“The FAA's general aviation joint safety implementation team identified that AOA can save lives,” says Bowles. “The ARC has been working to streamline efforts to get that into peoples' hands, and the FAA is working on a process to do that, including a policy paper.” Industry officials say an owner today can install an uncertified AOA detector in a home-built experimental aircraft for about $800—compared to $5,000 for the same unit installed in a certified aircraft—due to regulatory requirements.
Beyond the AOA, Bowles says the list of possible safety improvements coming through a consensus process could be “huge”—airbags, parachutes, traffic alert and collision avoidance systems, terrain awareness and warning systems and more. “The thought process and mentality is beneficial for everyone,” he says.
Once the new Part 39 rules are out, Bowles says the immediate safety benefit will be for retrofits and alterations to the existing fleet of approximately 150,000 piston-powered general aviation aircraft. “When people see the price difference between an uncertified Garmin unit for the experimental market and the same unit for a certified installation, the price threshold is crazy,” he says. “The price difference from an uncertified product to a certified product will be much more graduated in the future. It will be much more gray.”

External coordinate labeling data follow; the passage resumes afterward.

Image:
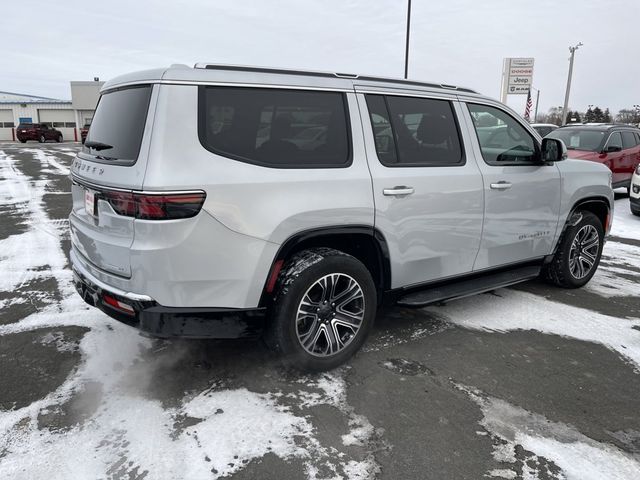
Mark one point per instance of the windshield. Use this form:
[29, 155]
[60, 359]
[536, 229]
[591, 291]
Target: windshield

Reducing the certification costs will be a more streamlined process on the FAA's side. While the agency will continue to perform independent testing and make site visits and issue type certificates, there will be less bureaucracy in the process, in part because issue papers and other project-specific documents will not be needed, says Bowles. “In the future, FAA will have standards that match the product to be certified much more closely,” he says.